Options for the treatment of traumatic aortic rupture include open surgical repair of the affected segment of the aorta or the newer TEVAR (Thoracic Endovascular Aortic Repair) technique. The advantages and disadvantages of these two techniques will not be discussed in detail here. However, it is important that surgical trauma is less with the TEVAR technique and therefore the “second hit” is smaller, which is a significant benefit for heavily traumatized patients.
With the TEVAR technique, the ruptured aortic segment is covered from the inside, by placing a stent that is introduced over a femoral arterial access. Since most of the traumatic aortic ruptures are located just distally to the left subclavian artery (90%), stenting of these lesion also means occlusion of the left subclavian artery.
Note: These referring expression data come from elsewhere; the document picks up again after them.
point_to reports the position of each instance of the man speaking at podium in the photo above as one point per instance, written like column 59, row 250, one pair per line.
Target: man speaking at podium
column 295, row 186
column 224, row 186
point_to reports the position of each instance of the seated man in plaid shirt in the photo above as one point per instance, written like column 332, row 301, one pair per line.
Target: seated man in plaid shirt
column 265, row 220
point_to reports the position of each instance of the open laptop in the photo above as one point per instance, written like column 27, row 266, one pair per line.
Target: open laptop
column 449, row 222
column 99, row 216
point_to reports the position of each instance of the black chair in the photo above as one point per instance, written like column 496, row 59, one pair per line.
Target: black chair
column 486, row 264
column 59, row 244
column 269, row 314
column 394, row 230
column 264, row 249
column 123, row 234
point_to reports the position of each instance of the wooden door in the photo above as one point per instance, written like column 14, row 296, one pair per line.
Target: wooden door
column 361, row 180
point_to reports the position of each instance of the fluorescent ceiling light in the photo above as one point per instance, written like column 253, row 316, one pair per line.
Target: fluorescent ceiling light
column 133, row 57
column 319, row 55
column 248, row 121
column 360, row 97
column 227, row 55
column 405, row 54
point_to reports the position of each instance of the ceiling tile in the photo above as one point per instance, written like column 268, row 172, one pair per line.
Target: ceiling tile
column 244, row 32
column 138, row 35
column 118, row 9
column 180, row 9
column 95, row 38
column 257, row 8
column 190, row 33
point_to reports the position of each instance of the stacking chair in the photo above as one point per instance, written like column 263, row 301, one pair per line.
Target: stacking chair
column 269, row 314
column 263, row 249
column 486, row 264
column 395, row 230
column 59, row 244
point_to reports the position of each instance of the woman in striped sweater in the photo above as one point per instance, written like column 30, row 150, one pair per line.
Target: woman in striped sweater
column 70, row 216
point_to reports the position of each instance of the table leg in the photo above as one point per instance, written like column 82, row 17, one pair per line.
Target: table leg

Therefore bypass from the left common carotid artery to the left subclavian artery is performed prior to the stenting of the aorta, in order to preserve blood flow to the subclavian artery. Moreover, a vascular plug was placed at the origin of the left subclavian artery in order to avoid backflow and an endoleak. In Figure 5, the vascular situation after the TEVAR procedure is sketched (A: arch of aorta, B: left common carotid artery, C: left subclavian artery, D: aortic injury, E: bypass B to C, F: aortic stent). Video 1 shows the 3D reconstruction of the CT scan after the TEVAR procedure.
Aortic rupture as a result of blunt deceleration trauma is a rare condition and requires a high index of suspicion from the managing trauma team. Once diagnosed, systolic blood pressure should be kept low at approximately 90mmHg – if necessary by the administration of antihypertensive medications. Definitive treatment is a multidisciplinary approach including open cardiac surgery or interventional endovascular aortic repair techniques.